To capture that inspiration, Ma said he spent a lot of time writing in restaurants and phone boxes all over Manhattan. His friend and roommate from UCLA, Alan Muraoka, was also in the “Miss Saigon” cast. Muraoka longed to be part of works like Ma.

“Back then, Asian Americans didn’t have the opportunity to tell their own stories,” Muraoka told St. George News. “We had to do it for ourselves.”

Muraoka, a Japanese-American actor and theater director who plays the owner of Hooper’s Store on Sesame Street, said he was excited to see his friend worked so hard to tell the story.

About two years ago, Ma and Co. performed a concert version of the show in Salt Lake City. Actress Ali Ewoldt, who played roles in Broadway productions of “Les Misérables”, “Phantom of the Opera” and “The King and I”, was part of this cast.

“Jason asked me to see May while he was developing the show,” Ewoldt said. “Since then I’ve been involved in the development of the piece.”

LR: Jonny Lee Jr. and Ali Ewoldt at a concert performance of “Gold Mountain”, Ogden, Utah, May 2019 | Photo by Lia Chang, St. George News

She told St. George News that Ma shaped the role according to her strengths, and the result is a complex, layered character who feels joy despite the trauma she has suffered.

“She’s a real person who has a real story to tell,” said Ewoldt. “For those who are willing to listen, she tells a story that speaks to our common humanity.”

The director of new plays for the Utah Shakespeare Festival, Derek Livingston, said he was intrigued by Ma’s way of telling a complex story about love and work. Livingston also acts as a “Gold Mountain” dramaturge, literary advisor or editor for production.

“What makes this story so powerful is the way this man and woman come to America with hopes and dreams,” he said. “But they have come to work and that threatens to tear them apart.”

All of the artists involved said they looked forward to the show opening in West Valley City, which they believe is the most racially diverse city in Utah.

“So this show is a natural fit for the community,” added Livingston. “There may be people in this audience who are aware that their ancestors helped build this railroad, but they have been pushed aside.”

Scene from a concert performance of “Gold Mountain,” Ogden, Utah, May 2019 | Photo by Lia Chang, St.
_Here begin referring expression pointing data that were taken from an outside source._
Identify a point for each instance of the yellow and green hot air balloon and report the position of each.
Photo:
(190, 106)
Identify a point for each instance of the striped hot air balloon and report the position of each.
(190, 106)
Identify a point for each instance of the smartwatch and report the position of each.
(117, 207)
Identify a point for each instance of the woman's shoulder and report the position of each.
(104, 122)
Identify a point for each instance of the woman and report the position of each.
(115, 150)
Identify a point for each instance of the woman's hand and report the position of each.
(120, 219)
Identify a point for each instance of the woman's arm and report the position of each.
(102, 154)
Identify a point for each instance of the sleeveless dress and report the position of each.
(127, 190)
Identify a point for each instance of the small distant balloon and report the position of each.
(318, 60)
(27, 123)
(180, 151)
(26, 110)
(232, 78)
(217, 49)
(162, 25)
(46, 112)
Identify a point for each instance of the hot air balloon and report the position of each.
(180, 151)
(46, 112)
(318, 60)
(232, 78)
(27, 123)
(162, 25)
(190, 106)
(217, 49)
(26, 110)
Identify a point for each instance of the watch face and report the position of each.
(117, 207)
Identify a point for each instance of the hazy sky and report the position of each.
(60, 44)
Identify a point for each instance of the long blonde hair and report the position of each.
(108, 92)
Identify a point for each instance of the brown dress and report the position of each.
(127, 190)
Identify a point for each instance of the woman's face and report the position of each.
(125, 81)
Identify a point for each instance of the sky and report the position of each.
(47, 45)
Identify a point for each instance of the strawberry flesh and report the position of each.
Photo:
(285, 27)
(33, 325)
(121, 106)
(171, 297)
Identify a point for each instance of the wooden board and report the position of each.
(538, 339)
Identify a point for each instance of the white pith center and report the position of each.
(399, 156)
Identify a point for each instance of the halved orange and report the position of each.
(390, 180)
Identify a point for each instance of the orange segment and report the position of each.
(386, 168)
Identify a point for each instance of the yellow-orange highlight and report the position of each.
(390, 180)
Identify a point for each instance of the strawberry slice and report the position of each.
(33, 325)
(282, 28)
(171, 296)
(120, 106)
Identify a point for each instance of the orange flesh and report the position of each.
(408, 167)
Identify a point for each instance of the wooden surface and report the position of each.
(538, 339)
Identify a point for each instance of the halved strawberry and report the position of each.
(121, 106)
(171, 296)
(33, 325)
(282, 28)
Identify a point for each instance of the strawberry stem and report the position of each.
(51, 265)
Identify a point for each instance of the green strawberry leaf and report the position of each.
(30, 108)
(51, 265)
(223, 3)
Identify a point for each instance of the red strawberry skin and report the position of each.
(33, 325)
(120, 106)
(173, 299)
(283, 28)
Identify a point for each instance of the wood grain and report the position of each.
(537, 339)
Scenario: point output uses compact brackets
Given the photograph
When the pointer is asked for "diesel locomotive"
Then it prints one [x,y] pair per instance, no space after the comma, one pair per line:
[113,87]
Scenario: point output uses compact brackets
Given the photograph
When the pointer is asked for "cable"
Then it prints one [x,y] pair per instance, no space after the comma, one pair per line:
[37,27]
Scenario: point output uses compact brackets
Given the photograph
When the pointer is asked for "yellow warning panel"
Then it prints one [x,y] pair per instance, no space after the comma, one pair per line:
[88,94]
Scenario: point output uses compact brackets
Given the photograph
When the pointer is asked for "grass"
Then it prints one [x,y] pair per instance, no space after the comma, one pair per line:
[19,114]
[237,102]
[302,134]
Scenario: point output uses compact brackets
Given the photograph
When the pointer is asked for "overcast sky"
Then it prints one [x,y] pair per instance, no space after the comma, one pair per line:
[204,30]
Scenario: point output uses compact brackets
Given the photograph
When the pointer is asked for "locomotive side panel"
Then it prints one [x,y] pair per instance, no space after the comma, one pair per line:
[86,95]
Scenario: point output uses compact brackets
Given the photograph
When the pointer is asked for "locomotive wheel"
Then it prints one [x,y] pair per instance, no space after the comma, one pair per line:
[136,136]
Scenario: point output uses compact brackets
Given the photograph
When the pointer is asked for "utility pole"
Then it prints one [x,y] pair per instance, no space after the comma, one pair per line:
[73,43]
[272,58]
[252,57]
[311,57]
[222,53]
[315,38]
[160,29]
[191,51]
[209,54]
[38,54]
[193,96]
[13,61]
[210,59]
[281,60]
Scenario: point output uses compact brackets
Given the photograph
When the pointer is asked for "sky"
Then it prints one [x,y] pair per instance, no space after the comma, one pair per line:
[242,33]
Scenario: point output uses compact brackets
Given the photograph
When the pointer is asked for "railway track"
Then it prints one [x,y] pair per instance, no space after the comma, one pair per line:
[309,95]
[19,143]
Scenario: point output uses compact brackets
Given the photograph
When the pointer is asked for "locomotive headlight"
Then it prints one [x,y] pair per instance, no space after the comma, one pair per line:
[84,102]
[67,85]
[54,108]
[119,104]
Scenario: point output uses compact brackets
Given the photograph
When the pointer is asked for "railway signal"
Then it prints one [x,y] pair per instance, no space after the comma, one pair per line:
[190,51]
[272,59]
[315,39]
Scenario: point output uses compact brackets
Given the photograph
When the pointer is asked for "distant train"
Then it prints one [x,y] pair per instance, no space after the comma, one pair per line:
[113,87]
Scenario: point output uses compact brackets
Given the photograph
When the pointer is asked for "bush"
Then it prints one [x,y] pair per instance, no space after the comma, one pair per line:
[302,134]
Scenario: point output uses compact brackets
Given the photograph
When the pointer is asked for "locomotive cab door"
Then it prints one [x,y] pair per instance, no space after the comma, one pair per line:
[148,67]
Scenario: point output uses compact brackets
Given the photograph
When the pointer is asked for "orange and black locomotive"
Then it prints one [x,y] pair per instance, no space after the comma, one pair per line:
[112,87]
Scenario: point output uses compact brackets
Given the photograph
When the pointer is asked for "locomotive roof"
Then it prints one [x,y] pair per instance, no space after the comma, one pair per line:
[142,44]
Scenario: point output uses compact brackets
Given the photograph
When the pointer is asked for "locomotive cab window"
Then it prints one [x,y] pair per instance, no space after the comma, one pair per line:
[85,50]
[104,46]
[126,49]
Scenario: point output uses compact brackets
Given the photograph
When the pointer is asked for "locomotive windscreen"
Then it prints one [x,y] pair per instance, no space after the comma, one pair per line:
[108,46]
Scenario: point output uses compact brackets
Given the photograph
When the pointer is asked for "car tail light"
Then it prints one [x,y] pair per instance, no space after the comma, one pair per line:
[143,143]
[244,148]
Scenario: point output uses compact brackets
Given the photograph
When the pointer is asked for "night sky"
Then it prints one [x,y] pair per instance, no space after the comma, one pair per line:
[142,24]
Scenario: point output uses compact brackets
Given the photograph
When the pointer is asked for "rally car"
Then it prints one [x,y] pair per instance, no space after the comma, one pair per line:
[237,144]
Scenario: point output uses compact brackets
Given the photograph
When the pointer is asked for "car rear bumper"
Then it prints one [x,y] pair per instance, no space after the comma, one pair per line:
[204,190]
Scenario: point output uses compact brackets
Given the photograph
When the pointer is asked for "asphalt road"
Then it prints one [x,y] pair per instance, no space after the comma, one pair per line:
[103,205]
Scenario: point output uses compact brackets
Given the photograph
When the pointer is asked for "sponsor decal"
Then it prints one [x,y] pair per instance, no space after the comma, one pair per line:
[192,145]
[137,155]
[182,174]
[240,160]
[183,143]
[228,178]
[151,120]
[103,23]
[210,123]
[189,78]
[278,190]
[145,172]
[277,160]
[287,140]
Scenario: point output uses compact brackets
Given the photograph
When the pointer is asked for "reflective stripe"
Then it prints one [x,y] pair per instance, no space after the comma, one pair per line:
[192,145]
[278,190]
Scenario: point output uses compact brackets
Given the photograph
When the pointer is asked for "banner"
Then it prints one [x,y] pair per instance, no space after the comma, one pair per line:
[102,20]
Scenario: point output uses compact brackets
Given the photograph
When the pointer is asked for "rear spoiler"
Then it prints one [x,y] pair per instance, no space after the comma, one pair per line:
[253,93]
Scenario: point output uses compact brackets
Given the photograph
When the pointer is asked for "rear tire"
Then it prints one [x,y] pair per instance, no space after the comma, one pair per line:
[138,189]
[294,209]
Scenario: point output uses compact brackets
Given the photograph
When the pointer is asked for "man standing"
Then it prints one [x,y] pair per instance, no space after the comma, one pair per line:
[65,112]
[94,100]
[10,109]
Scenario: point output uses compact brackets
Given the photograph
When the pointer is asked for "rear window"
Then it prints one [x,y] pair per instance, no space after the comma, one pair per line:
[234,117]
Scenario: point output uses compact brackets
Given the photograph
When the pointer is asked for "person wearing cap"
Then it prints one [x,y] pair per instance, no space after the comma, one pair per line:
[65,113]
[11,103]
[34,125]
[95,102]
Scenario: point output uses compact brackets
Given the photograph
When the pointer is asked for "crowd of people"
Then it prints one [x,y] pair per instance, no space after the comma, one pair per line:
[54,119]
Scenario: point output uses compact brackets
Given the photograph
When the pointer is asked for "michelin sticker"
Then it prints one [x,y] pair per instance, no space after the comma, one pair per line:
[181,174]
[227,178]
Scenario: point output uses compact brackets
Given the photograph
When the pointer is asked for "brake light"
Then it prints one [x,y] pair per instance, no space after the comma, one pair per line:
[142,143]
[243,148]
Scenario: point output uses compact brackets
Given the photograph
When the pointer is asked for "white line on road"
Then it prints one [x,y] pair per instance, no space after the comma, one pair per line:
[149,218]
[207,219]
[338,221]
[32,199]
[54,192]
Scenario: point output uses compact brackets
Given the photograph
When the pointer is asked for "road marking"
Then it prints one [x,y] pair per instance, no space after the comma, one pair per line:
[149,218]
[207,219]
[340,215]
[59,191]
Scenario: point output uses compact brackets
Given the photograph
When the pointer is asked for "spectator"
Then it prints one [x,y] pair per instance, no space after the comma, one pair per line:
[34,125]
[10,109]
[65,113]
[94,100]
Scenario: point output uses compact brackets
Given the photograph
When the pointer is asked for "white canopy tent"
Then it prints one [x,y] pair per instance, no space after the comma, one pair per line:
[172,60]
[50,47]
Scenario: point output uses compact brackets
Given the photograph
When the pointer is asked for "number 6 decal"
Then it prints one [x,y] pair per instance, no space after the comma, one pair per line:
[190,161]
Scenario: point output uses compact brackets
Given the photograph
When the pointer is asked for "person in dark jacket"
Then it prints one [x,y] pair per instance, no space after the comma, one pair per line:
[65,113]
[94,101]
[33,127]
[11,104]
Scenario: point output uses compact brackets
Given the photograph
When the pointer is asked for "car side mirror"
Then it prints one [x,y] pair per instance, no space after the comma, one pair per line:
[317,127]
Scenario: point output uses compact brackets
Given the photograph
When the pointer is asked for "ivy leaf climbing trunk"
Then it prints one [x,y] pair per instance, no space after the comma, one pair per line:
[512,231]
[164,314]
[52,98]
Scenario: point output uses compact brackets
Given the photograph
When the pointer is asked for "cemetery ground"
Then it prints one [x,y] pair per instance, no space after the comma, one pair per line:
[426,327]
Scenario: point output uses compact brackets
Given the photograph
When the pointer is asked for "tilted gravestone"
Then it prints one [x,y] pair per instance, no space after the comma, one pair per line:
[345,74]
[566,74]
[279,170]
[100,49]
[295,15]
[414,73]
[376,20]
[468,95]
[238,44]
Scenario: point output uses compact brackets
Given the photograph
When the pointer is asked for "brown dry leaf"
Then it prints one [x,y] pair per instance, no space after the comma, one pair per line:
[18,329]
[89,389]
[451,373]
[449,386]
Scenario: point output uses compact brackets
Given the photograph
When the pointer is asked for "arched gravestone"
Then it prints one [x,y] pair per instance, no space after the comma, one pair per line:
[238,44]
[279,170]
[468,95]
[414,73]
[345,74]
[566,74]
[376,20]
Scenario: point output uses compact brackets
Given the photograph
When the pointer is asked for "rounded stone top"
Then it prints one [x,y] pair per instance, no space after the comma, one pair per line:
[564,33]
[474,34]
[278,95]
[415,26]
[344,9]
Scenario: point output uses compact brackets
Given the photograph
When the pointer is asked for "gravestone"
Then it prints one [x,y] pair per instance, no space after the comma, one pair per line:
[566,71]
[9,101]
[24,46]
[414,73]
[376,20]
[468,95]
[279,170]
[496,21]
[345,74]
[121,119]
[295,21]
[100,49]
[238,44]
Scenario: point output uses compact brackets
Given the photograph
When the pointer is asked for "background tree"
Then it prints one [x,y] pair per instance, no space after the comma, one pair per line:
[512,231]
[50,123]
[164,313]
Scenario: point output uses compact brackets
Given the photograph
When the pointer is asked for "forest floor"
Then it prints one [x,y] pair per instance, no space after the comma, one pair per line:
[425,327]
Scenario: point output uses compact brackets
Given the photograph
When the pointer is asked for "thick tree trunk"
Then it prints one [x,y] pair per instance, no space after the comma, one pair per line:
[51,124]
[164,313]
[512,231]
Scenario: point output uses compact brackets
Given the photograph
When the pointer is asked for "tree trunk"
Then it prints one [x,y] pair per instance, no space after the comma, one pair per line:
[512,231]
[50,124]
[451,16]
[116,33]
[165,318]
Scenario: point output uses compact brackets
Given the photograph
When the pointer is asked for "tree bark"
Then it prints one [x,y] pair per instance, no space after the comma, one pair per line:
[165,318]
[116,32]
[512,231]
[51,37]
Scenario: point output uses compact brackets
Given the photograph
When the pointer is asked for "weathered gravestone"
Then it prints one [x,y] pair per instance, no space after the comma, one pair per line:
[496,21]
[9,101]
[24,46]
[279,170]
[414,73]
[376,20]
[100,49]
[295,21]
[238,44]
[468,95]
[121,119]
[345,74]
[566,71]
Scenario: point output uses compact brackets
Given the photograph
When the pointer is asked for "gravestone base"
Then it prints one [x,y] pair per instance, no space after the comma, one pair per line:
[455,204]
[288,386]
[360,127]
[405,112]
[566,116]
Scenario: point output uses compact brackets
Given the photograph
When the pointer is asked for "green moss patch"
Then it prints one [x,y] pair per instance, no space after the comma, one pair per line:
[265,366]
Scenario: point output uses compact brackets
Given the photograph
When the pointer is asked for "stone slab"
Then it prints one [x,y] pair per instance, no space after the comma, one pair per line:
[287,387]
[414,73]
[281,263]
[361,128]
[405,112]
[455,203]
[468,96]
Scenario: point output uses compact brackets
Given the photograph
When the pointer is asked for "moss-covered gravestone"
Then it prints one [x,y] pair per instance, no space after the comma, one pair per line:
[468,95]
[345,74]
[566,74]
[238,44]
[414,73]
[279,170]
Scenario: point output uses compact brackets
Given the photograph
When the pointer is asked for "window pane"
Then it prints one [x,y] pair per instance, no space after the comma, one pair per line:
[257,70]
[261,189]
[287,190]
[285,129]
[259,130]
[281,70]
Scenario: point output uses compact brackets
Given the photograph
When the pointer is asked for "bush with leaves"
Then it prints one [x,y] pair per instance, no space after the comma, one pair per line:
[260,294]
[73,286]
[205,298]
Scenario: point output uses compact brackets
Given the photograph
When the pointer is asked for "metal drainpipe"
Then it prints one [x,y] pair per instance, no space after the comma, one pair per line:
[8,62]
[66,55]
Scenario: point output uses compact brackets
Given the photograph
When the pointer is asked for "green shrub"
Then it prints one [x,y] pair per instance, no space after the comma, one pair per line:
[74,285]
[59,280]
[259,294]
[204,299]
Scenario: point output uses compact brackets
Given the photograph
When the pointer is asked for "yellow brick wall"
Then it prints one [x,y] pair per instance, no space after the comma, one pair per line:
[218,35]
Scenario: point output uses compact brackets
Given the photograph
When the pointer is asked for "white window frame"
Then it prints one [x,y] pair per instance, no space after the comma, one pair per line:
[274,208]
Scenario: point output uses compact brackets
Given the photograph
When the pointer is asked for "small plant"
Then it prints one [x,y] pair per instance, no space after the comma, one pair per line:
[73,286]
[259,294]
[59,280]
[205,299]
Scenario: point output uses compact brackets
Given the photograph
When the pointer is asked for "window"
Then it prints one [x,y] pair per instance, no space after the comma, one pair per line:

George News

And that, Muraoka said, is the point.

“Even today there is anti-Asian sentiment in the US,” said Muraoka. “But we helped build this nation. We are an integral part of the fabric of the United States. “

Gold Mountain was created as part of the Utah Shakespeare Festival’s commitment to developing new American plays. It opens on Thursday at the West Valley Performing Arts Center at 3333 Decker Lake Drive in West Valley City and runs through November 20. Ticket and appointment information can be found online.

Copyright St. George News, SaintGeorgeUtah.com LLC, 2021, all rights reserved.

David is a journalist, educator and playwright. He has written for Zenger News, the Christian Science Monitor, the Barton Chronicle, North Star Monthly, and The Northland Journal, among others. He has covered a variety of beats including breaking news, court and crime, sports, and arts and entertainment. His theater-related texts appear regularly in American Theater Magazine, Contemporary Theater Review (UK), ConJunto (Cuba) and HowlRound.com. David’s play 800 Days of Solitude about the effects of solitary confinement on young people and their families was awarded the Christian Moe Dramaturgy Prize in 2018. He earned a BFA with summa cum laude honors from DePaul University and an MFA in Dramaturgy from Southern Illinois University, Carbondale.